The case, Louisiana v. Callais, centers on whether the state’s new congressional map — which includes two majority-Black districts — violates the Constitution’s Equal Protection Clause or the 15th Amendment. Plaintiffs in the case claim the map was drawn based on race, amounting to unconstitutional gerrymandering.
During questioning, Justice Jackson tried to draw a parallel between race-based voting protections and disability laws.
“So going back to this discriminatory intent point, I guess I’m thinking of it, of the fact that remedial action absent discriminatory intent is really not a new idea in the civil rights laws. And my kind of paradigmatic example of this is something like the ADA [Americans with Disabilities Act],” Jackson said.
She continued by comparing access to buildings under the ADA to access to the voting system.
“Congress passed the Americans with Disabilities Act against the backdrop of a world that was generally not accessible to people with disabilities. And so it was discriminatory in effect because these folks were not able to access these buildings,” she said.
“It didn’t matter whether the person who built the building or the person who owned the building intended for them to be exclusionary; that’s irrelevant. Congress said, the facilities have to be made equally open to people with disabilities if readily possible. I guess I don’t understand why that’s not what’s happening here.”
She went further, directly likening racial inequality to disability.
“The idea in Section 2 is that we are responding to current-day manifestations of past and present decisions that disadvantage minorities and make it so that they don’t have equal access to the voting system. Right? They’re disabled,” Jackson said.
“In fact, we use the word ‘disabled’ in [Milliken v. Bradley]. We say that’s a way in which these processes are not equally open. So I don’t understand why it matters whether the state intended to do that. What Congress is saying is if it is happening … you gotta fix it.”
Attorney Edward Greim, representing the plaintiffs, pushed back.
“The difference is that the remedy under the ADA and other anti-discrimination laws is not stereotype,” Greim said.
Jackson replied, “It’s not race-based. I take your point. I take your point. But you’re saying then that if the problem of no access is about race, it’s just too bad because you can’t have a remedy that relates to race.”
“Absolutely not, your honor,” Greim responded.

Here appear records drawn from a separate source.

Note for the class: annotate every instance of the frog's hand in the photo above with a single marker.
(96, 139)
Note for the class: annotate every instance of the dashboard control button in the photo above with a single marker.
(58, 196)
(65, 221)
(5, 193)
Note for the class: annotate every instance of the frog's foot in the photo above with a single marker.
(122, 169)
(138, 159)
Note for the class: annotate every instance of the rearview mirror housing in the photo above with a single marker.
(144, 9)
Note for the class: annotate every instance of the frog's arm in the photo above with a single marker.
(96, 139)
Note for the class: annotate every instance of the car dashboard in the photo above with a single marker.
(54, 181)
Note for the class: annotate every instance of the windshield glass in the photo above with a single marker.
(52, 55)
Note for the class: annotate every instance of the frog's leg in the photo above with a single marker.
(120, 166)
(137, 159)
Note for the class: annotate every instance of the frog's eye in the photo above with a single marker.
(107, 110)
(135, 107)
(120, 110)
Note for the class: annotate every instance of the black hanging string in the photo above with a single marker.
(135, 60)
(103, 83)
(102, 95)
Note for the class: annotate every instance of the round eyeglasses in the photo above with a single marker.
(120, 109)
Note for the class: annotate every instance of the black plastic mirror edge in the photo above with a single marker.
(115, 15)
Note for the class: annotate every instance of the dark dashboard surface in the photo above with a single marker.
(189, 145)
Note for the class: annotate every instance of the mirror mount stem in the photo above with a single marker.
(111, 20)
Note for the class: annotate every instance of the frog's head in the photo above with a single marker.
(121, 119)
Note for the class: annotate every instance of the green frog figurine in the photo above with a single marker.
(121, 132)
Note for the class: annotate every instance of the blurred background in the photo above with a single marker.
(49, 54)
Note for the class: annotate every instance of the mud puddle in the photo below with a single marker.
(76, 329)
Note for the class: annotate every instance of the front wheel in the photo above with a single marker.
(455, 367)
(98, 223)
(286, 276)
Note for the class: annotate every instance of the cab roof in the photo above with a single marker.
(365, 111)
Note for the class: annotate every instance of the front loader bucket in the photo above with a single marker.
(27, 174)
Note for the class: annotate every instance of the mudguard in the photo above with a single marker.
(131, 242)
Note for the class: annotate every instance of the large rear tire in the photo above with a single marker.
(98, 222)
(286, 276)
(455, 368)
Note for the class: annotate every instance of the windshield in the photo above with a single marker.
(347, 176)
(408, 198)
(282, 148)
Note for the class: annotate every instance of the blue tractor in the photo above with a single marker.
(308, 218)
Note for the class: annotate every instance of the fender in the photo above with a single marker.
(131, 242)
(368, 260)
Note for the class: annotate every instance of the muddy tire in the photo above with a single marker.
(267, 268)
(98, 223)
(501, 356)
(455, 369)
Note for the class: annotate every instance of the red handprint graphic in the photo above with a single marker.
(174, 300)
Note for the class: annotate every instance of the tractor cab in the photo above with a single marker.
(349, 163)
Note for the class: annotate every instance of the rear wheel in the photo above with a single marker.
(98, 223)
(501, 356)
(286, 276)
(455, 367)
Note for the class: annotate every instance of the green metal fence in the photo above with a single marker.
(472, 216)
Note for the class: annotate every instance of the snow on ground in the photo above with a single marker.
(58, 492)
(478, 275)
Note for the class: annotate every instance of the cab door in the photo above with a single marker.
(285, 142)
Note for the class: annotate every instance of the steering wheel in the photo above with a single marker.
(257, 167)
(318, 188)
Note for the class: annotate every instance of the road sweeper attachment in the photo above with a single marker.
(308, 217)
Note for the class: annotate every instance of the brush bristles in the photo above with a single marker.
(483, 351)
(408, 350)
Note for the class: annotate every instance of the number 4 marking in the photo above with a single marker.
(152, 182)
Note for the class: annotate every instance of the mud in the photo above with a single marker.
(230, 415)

“It’s not whether it relates to race,” he continued. “It’s whether the remedy that relates to race involves stereotyping voters and making assumptions about their politics and their views and their thoughts based on their race and that’s the problem. It doesn’t exist in those other civil rights statutes.”
The exchange quickly spread across legal and political circles, as Jackson’s remarks appeared to equate racial identity with disability — something even progressive commentators found unusual.
The case itself could reshape how Section 2 of the Voting Rights Act is applied across the country. Critics argue that racial redistricting forces states to divide voters based on skin color rather than fair representation, while defenders claim it prevents discrimination at the ballot box.
Justice Jackson’s remarks, however, shifted focus away from the legal questions and toward a growing concern over how race is framed in federal law — and how far left-wing judges are willing to go to defend it.